С тех пор он ничего не слышал об этом русском. В полицию об аварии никто не заявил. Стресс в бюро не прекращался, пока Анита не родила Томми, и Клаус смог наконец-то взять пару недель отцовского отпуска. Хлопот хватало, и Клаус никак не мог найти случая поговорить с кем-либо о происшествии. Но и забыть не мог. Он не понимал, почему ушел велосипедист. Он мог получить компенсацию от страховой компании и купить новый велосипед. Он не богач, и это было видно невооруженным глазом. Со временем, однако, впечатления об аварии улетучились, и Клаус перестал думать о русском. И вот он заявился снова, заговорил с сыном, даже кое-чему его научил.

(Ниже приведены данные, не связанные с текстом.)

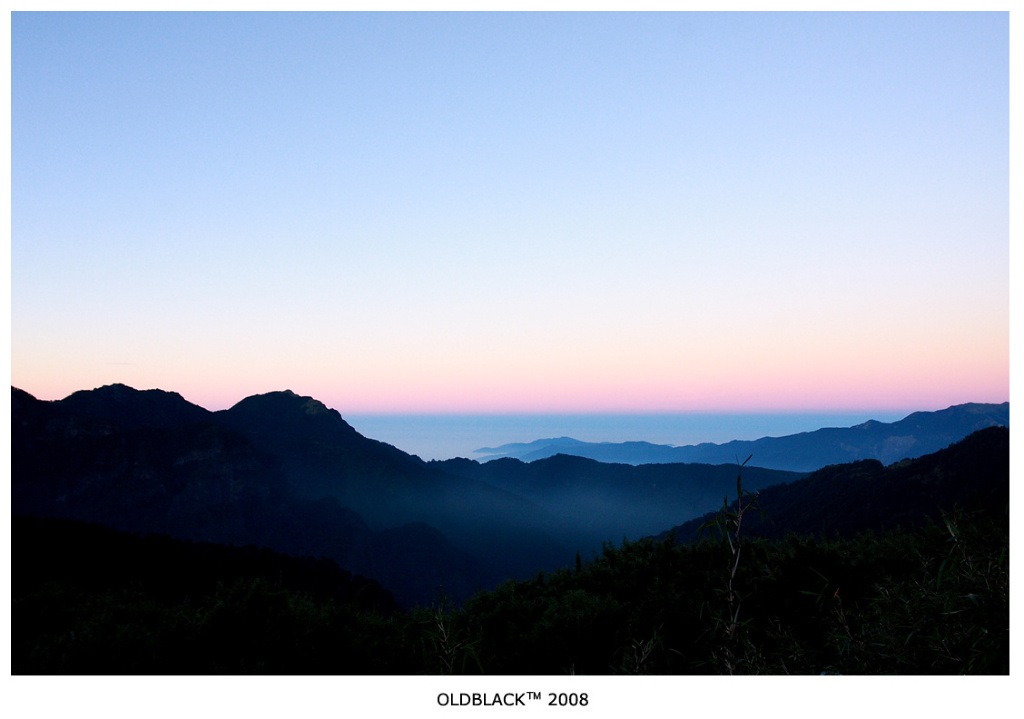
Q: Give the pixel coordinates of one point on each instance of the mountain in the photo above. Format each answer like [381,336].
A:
[914,435]
[276,470]
[598,501]
[844,500]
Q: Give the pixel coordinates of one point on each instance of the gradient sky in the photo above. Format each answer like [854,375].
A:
[514,212]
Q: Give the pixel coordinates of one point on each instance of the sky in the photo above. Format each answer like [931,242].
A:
[514,213]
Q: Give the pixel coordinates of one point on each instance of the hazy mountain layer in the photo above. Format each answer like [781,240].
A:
[279,470]
[598,502]
[844,500]
[914,435]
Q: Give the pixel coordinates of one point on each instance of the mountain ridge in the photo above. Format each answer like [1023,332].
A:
[916,434]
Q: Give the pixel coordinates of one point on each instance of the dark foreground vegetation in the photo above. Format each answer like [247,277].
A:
[932,599]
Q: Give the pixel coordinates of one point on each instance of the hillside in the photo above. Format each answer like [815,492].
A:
[919,433]
[280,471]
[915,582]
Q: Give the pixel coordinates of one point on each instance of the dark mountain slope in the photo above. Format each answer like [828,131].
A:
[972,474]
[202,481]
[276,469]
[608,501]
[133,408]
[914,435]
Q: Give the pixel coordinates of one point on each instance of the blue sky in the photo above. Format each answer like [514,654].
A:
[514,212]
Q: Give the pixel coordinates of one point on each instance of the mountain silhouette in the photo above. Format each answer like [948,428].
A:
[919,433]
[866,496]
[273,471]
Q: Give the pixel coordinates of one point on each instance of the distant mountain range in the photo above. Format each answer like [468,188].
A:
[914,435]
[284,471]
[844,500]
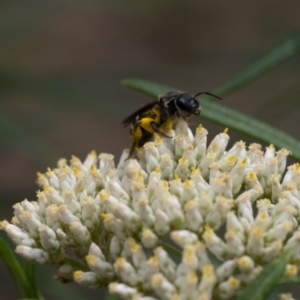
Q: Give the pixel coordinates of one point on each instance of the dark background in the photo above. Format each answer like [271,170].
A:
[61,63]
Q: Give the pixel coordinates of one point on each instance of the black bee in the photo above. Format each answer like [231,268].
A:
[158,116]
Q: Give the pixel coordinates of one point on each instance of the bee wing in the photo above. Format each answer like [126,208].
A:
[146,107]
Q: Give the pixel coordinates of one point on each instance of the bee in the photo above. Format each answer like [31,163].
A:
[159,115]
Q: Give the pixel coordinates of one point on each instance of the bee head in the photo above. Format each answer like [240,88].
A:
[188,104]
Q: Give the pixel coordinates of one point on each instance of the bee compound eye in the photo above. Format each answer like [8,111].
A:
[183,104]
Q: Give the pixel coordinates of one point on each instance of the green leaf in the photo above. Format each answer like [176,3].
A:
[257,69]
[22,284]
[109,296]
[290,280]
[263,284]
[227,117]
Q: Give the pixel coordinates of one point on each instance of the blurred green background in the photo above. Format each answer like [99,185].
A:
[61,63]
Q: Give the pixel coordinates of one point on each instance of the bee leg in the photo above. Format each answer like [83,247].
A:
[131,151]
[156,129]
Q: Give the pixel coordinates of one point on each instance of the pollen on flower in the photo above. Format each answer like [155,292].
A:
[183,161]
[104,195]
[90,259]
[291,271]
[107,214]
[78,275]
[208,272]
[234,282]
[153,261]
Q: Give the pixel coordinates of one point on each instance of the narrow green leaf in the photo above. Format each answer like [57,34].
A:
[227,117]
[290,280]
[263,284]
[31,277]
[19,278]
[109,296]
[268,62]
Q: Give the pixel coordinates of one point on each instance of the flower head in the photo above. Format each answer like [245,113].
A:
[106,225]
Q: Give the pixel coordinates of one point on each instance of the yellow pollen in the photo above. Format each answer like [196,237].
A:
[140,176]
[157,170]
[188,183]
[291,271]
[251,176]
[90,259]
[211,155]
[229,236]
[78,275]
[104,195]
[49,172]
[157,280]
[234,282]
[263,216]
[240,144]
[189,148]
[208,272]
[93,154]
[257,233]
[183,161]
[243,162]
[192,278]
[176,177]
[47,189]
[277,245]
[199,128]
[134,247]
[153,261]
[165,185]
[297,167]
[77,173]
[40,194]
[191,205]
[158,139]
[231,159]
[120,262]
[244,262]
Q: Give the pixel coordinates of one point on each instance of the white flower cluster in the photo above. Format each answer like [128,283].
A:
[227,213]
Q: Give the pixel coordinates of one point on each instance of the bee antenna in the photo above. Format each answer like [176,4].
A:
[206,93]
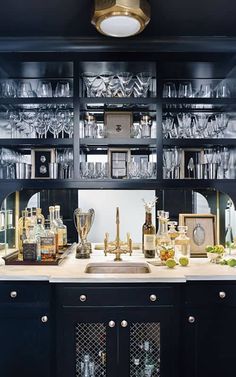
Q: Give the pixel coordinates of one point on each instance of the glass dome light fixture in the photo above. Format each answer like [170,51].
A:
[121,18]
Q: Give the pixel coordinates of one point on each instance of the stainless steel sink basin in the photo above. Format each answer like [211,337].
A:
[117,268]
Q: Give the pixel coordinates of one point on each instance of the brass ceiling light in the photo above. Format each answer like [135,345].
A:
[121,18]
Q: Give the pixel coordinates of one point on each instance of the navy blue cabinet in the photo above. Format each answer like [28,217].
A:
[209,330]
[25,329]
[118,330]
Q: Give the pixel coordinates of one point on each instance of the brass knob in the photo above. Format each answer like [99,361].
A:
[44,319]
[191,319]
[153,298]
[112,324]
[83,298]
[222,294]
[13,294]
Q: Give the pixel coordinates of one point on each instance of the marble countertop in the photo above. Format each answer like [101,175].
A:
[73,270]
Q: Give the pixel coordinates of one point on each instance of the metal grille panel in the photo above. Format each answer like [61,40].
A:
[90,349]
[145,350]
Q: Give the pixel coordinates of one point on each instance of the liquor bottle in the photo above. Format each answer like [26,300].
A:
[29,246]
[182,243]
[40,215]
[48,245]
[53,224]
[61,229]
[149,237]
[229,239]
[39,233]
[23,225]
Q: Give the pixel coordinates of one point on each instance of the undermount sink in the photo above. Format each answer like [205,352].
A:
[117,268]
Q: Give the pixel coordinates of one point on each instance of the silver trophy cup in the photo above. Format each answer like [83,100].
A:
[83,223]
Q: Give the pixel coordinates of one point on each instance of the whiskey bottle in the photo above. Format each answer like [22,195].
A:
[29,246]
[182,243]
[48,245]
[23,224]
[53,224]
[39,233]
[39,215]
[149,237]
[61,229]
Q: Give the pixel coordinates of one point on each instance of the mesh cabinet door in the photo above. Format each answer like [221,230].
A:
[91,349]
[145,349]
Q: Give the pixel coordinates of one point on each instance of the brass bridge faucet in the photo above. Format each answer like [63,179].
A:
[117,247]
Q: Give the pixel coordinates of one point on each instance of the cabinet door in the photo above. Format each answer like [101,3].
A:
[25,343]
[87,337]
[210,342]
[148,342]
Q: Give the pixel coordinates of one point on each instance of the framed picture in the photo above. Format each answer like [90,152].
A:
[118,160]
[118,124]
[41,158]
[201,231]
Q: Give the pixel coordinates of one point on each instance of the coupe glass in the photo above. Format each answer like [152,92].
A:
[62,89]
[185,90]
[44,89]
[169,90]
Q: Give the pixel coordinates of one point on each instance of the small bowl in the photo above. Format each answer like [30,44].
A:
[214,257]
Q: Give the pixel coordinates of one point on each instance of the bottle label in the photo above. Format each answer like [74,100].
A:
[60,237]
[149,241]
[29,251]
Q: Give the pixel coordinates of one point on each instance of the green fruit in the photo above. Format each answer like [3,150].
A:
[183,261]
[232,262]
[171,263]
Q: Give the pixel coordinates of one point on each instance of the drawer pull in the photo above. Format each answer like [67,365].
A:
[153,298]
[222,294]
[13,294]
[83,298]
[191,319]
[44,319]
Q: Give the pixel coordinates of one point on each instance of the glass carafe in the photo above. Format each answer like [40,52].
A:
[182,243]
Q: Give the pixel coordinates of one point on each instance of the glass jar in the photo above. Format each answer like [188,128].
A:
[145,125]
[182,243]
[173,234]
[90,127]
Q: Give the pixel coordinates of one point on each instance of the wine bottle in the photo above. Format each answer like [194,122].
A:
[149,237]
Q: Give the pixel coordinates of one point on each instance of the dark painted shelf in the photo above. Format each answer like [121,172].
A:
[9,185]
[192,143]
[210,101]
[117,142]
[36,100]
[35,142]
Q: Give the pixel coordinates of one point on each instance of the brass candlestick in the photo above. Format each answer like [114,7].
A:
[117,247]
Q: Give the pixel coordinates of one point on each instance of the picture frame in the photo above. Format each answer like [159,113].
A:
[118,159]
[201,231]
[118,124]
[41,158]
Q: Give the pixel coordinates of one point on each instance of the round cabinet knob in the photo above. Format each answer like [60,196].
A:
[153,298]
[13,294]
[191,319]
[222,294]
[44,319]
[83,298]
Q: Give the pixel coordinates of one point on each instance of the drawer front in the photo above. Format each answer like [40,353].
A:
[127,296]
[24,292]
[207,293]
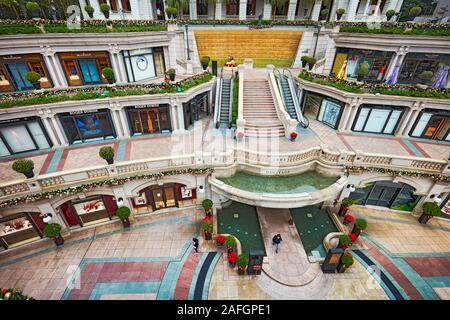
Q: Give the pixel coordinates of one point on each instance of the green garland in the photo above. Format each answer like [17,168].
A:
[436,177]
[108,182]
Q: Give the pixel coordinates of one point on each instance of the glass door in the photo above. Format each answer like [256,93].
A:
[89,71]
[18,70]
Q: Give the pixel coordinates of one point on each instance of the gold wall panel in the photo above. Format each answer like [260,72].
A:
[241,44]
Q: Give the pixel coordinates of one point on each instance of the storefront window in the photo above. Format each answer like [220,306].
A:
[21,135]
[397,196]
[422,68]
[149,119]
[143,64]
[432,124]
[13,70]
[19,230]
[84,68]
[352,59]
[326,110]
[377,119]
[90,126]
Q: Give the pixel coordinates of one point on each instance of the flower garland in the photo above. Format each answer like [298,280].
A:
[435,176]
[99,91]
[93,185]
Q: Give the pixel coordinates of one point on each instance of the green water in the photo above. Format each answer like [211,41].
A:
[313,224]
[309,181]
[245,227]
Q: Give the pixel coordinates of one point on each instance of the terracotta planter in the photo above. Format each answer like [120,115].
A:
[342,211]
[59,241]
[423,219]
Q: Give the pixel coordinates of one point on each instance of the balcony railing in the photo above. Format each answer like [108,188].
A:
[65,179]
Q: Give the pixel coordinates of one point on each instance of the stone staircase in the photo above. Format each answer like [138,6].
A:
[261,119]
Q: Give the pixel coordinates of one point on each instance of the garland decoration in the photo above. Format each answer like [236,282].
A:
[108,182]
[435,176]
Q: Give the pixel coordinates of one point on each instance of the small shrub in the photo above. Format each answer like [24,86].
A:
[123,213]
[23,165]
[106,152]
[33,77]
[431,209]
[52,230]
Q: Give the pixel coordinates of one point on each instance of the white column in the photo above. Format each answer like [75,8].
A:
[59,131]
[123,120]
[351,10]
[51,133]
[316,10]
[291,9]
[242,9]
[193,9]
[218,13]
[267,13]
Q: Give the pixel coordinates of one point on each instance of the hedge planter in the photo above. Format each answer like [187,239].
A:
[123,213]
[24,166]
[430,210]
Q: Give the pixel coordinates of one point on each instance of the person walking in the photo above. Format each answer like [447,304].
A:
[276,240]
[195,244]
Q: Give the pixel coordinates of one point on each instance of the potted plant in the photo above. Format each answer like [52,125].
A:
[108,73]
[324,14]
[104,7]
[24,166]
[107,153]
[220,240]
[242,263]
[429,210]
[34,9]
[304,60]
[207,205]
[207,228]
[348,218]
[171,72]
[293,136]
[339,13]
[345,205]
[230,242]
[389,14]
[90,10]
[360,224]
[345,262]
[205,62]
[33,78]
[344,241]
[414,12]
[232,259]
[311,62]
[53,231]
[362,71]
[123,213]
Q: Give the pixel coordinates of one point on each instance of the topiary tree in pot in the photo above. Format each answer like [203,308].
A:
[53,231]
[24,166]
[345,205]
[123,213]
[345,262]
[108,73]
[207,205]
[389,14]
[429,210]
[90,10]
[105,9]
[34,9]
[242,263]
[33,78]
[339,13]
[107,153]
[360,224]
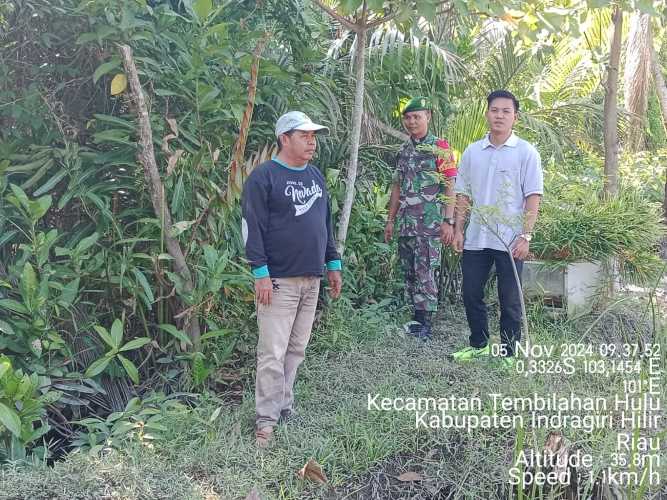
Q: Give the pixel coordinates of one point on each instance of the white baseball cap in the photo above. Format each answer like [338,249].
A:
[296,120]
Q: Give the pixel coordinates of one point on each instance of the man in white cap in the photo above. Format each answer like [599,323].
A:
[288,236]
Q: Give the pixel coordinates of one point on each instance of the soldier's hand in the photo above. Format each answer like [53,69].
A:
[446,233]
[264,291]
[389,231]
[335,283]
[458,241]
[520,249]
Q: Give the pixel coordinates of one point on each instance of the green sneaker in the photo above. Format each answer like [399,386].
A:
[508,363]
[470,353]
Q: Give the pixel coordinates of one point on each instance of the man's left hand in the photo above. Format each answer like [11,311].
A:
[446,233]
[520,249]
[335,283]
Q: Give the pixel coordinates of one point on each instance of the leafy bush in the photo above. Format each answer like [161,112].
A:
[584,227]
[22,412]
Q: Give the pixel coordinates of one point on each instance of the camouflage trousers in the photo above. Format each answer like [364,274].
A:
[420,259]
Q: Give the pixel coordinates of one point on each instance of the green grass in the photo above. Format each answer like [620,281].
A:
[360,451]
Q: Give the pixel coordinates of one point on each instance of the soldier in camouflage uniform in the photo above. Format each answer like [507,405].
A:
[422,181]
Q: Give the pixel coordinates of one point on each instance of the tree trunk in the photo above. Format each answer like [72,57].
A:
[146,157]
[611,109]
[357,112]
[637,77]
[661,90]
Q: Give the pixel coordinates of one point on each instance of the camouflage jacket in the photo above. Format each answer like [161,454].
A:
[422,176]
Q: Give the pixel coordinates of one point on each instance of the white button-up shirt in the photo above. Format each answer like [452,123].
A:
[497,180]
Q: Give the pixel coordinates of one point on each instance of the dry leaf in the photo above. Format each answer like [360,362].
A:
[253,495]
[173,126]
[313,471]
[173,159]
[410,476]
[555,445]
[165,142]
[118,84]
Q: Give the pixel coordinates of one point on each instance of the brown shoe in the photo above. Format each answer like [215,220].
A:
[263,436]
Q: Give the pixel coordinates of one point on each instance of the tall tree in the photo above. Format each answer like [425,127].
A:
[611,145]
[360,16]
[637,77]
[661,90]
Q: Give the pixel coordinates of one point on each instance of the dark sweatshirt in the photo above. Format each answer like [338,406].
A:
[287,227]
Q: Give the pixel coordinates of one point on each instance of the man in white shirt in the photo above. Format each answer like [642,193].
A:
[500,185]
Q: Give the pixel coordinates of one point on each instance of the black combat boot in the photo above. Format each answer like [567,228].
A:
[417,323]
[425,332]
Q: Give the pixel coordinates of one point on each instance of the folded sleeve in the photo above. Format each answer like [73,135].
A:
[533,178]
[255,211]
[462,185]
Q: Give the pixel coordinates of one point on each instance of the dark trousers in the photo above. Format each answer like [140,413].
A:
[476,266]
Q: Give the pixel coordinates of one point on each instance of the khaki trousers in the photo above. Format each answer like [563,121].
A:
[284,331]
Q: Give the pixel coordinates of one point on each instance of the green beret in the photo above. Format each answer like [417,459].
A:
[417,104]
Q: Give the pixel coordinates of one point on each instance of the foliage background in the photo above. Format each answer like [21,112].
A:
[93,346]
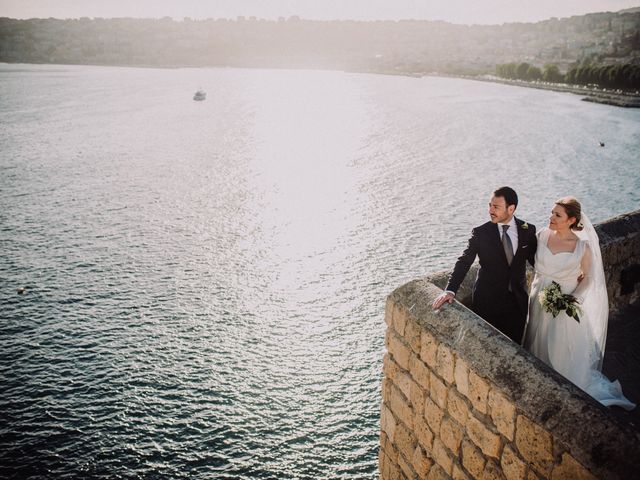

«Анита, как ты думаешь, к чему бы это?» - спросил Клаус жену.
- Ты про русского? - Анита, как это частенько бывало, поняла мужа с полуслова. - Ты же знаешь, все в этой жизни возвращается.
- Да, но со мной он не заговорил, даже не поздоровался. А мне хотелось бы переброситься с ним парой слов. Я его не понимаю».
- Дорогой, ты был слишком занят собой, видимо, он не хотел тебя отвлекать. Со мной и Томми он поздоровался, как старый знакомый, а ты этого и не заметил. А как он здорово разделался с капризами нашего Томми, правда?»
Ночью Клаусу приснились водяные лилии. Снилось, будто он сорвал самую красивую, чтобы принести ее сыну. Но, подойдя к Томми, заметил, что лилия в его руках растворилась, с рук к ногам сына падали лишь крупные розовые капли. В каждой капле отражался луч солнца, и казалось, лучики ему подмигивали – по-свойски.